Menopoz Hormonları Stres Arttırır, Depresyon Riski

Yeni araştırmalar, menopoza geçiş sırasındaki normal hormonal değişikliklerin ve dalgalanmaların duygusal duyarlılık ve depresyona yol açabileceğini öne sürüyor.

Spesifik olarak, Chapel Hill'deki North Carolina Üniversitesi Psikiyatri Bölümü'nden araştırmacılar, östradiolün (bir tür östrojen) değişken seviyelerde psikososyal strese karşı duygusal duyarlılığı artırabileceğini buldular.

Çok stresli bir yaşam olayı ile birleştiğinde, bu duyarlılığın depresif bir ruh halinin gelişimine katkıda bulunması muhtemeldir.

Çalışma sonuçları çevrimiçi olarak şurada görünür: Menopoz, Kuzey Amerika Menopoz Derneği'nin (NAMS) dergisi.

Araştırmalar genellikle kadınların depresyona yakalanma riskinin erkeklerden daha fazla olduğunu ortaya koymuştur. Aslında, bazı araştırmalar, büyük bir depresif bozukluğa (MDD) maruz kalma riskinin kadınlara göre erkekler için iki kat daha fazla olduğunu göstermektedir.

Artan riskin, üreme olaylarına bağlı depresif dönemlerin bir sonucu olduğuna inanılmaktadır. Örneğin perinatal depresyon ve adet öncesi disforik bozukluk gibi durumlar, hormonlar daha fazla akış halinde olduğunda ortaya çıkar.

Buna ek olarak, menopoz geçişi ve erken menopoz sonrası dönem, kadınlar için depresyona karşı özellikle artan savunmasızlığın, MDB oranlarının ve depresif belirtilerde klinik yükselmelerin menopoz öncesi ve geç menopoz sonrası oranlara kıyasla ikiye veya hatta üçe katlandığı zamanlardır.

Kadınların önemli bir kısmı - yüzde 26 ile yüzde 33 arasında - perimenopozal hormonal akış bağlamında klinik olarak önemli depresif semptomlar geliştirecektir.

Menopoz geçişi sırasında meydana gelen yaygın fizyolojik değişiklik, östradiol konsantrasyonlarında aşırı değişkenliktir.

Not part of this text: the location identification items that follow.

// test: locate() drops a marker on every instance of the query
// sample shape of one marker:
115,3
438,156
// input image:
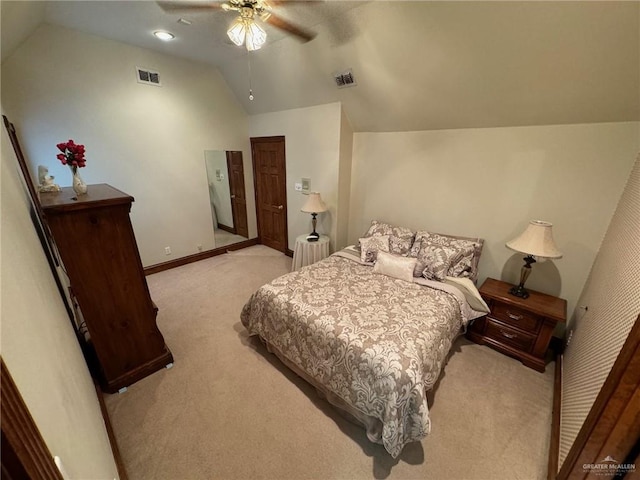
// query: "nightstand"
521,328
306,252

Yeni 12 aylık plasebo kontrollü randomize çalışma, perimenopozal kadınlarda transdermal estradiolün ruh hali ve kardiyovasküler faydalarını değerlendirmek için tasarlandı. Plasebo grubundan elde edilen bulgular, genel olarak, östradiol değişkenliğinin depresif semptomların gelişmesine, daha fazla öfke / sinirlilik ve reddedilme duygularına yol açtığını buldu.

Daha spesifik olarak bulgular, perimenopozal östradiol dalgalanmasının kadınların sosyal reddiye karşı duyarlılığını artırabileceğini düşündürmektedir. Boşanma veya yas gibi psiko-sosyal stres faktörleriyle birleşen aşırı duyarlılık, kadınları klinik olarak önemli depresif belirtiler geliştirmeye karşı savunmasız bırakır.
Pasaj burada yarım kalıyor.